Give Your Employees Something Meaningful
This time of year, you try to find gifts for your employees that are both meaningful and carry value for them. Aside from a jaw-dropping year-end bonus, at the end of the day there are three meaningful gifts every employee would appreciate from their employer. “Fun” is a common thread.
Experiences
Experience marketing doesn’t have to be reserved for Disneyland or trendy retail. Your employees would embrace an opportunity to come to work and do something out of the ordinary, even it was simply for a moment. In their book The Power of the Moment, Dan and Chip Heath remind us that a clear majority of your time at an amusement park is far worse than a casual day on your couch. However, we walk away from trips to the magic kingdom remembering bliss. The Heaths teach us that it is human nature to remember the highlights as the total experience, not the average of those moments. As the year comes to an end, we all have the opportunity to construct a moment in our offices that creates an experience. Here are a few ideas that cost little to no money and don’t even need HR approval:
- Office Olympics: Chair Racing, Trash Can Hoops, Printer Hammer Throw (OK, this last one may just be a reflection of how we feel about our own office printer, but you get the idea.)

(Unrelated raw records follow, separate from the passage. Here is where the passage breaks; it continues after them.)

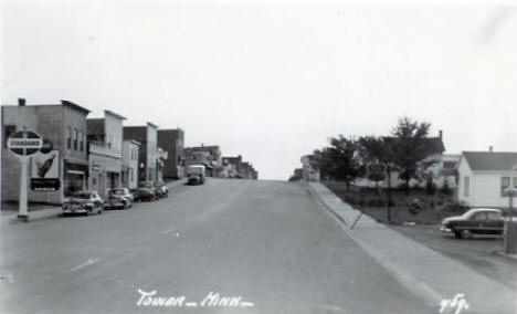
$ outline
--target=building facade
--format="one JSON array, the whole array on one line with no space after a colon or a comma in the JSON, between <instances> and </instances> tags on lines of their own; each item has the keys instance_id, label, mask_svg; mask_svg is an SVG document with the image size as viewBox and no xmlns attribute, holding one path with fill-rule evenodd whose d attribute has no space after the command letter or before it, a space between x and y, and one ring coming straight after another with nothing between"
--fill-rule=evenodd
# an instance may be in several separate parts
<instances>
[{"instance_id":1,"label":"building facade","mask_svg":"<svg viewBox=\"0 0 517 314\"><path fill-rule=\"evenodd\" d=\"M183 149L184 151L184 167L188 168L190 165L204 165L207 167L207 176L218 177L222 169L222 156L221 149L217 145L212 146L196 146ZM202 153L202 154L199 154ZM197 158L204 156L204 159L199 163ZM194 158L194 159L192 159ZM198 164L193 164L198 163Z\"/></svg>"},{"instance_id":2,"label":"building facade","mask_svg":"<svg viewBox=\"0 0 517 314\"><path fill-rule=\"evenodd\" d=\"M508 208L504 190L517 187L517 153L463 151L457 200L469 207Z\"/></svg>"},{"instance_id":3,"label":"building facade","mask_svg":"<svg viewBox=\"0 0 517 314\"><path fill-rule=\"evenodd\" d=\"M319 181L319 163L314 155L305 155L302 161L302 178L305 181Z\"/></svg>"},{"instance_id":4,"label":"building facade","mask_svg":"<svg viewBox=\"0 0 517 314\"><path fill-rule=\"evenodd\" d=\"M88 189L98 191L102 198L107 189L122 186L124 119L110 111L104 112L104 118L87 119Z\"/></svg>"},{"instance_id":5,"label":"building facade","mask_svg":"<svg viewBox=\"0 0 517 314\"><path fill-rule=\"evenodd\" d=\"M125 126L124 140L140 143L138 149L138 181L156 181L159 177L157 167L158 126L147 123L145 126Z\"/></svg>"},{"instance_id":6,"label":"building facade","mask_svg":"<svg viewBox=\"0 0 517 314\"><path fill-rule=\"evenodd\" d=\"M140 143L136 140L123 142L122 185L128 189L138 187L138 150Z\"/></svg>"},{"instance_id":7,"label":"building facade","mask_svg":"<svg viewBox=\"0 0 517 314\"><path fill-rule=\"evenodd\" d=\"M184 132L181 128L158 130L158 147L168 153L168 158L163 160L163 178L180 179L184 177L183 145Z\"/></svg>"},{"instance_id":8,"label":"building facade","mask_svg":"<svg viewBox=\"0 0 517 314\"><path fill-rule=\"evenodd\" d=\"M27 105L20 98L18 106L2 106L2 200L19 199L20 160L7 148L7 139L11 134L23 129L33 130L52 143L51 155L55 156L52 157L52 163L57 166L60 181L55 191L34 191L29 187L29 201L62 203L72 192L85 189L88 177L88 109L68 101L54 105ZM29 176L38 172L33 167L35 165L29 163ZM31 182L31 178L28 181Z\"/></svg>"}]
</instances>

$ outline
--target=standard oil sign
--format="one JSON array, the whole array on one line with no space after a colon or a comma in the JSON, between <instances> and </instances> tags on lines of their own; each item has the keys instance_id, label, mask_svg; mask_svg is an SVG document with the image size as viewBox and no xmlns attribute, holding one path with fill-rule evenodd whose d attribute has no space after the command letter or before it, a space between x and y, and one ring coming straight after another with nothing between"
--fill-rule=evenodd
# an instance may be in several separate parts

- Paper Airplane Wars at 11:11am
- Happy Hour at 10am – Redefine what happy hour means to your office. Booze is just the excuse to let down the walls and laugh a little. Skip the cocktails and go for an adventure (group hike anyone?) and see what happens.
“Me Time”
As adults, especially with families, you rarely get time alone. Surprise your employees with a “snow day” even if it’s 70 degrees. Let them schlep into the office and then send them out for a little “them time.” Enforce a no-email and no-meeting window for a chunk of the day. Give them a some time during the day to do with what they will.
Creativity
We all have job descriptions, but very few of those involve all-out creativity, even though that is one of the most basic needs of the human psyche. Here’s an idea…reach out to a retirement community and see if you can have a handful of “experienced” individuals come into your company to lead pods of old-school “rainy day” activities that our grandparents use to do with us when we were young. Teach your accountants how to paint, a salesperson how to build a dove-tail joint in wood, or bake a batch of grandma’s secret chocolate chip cookies.
Real gifts are moments. Live, moved this holiday season and give meaningful experiences that your employees will remember.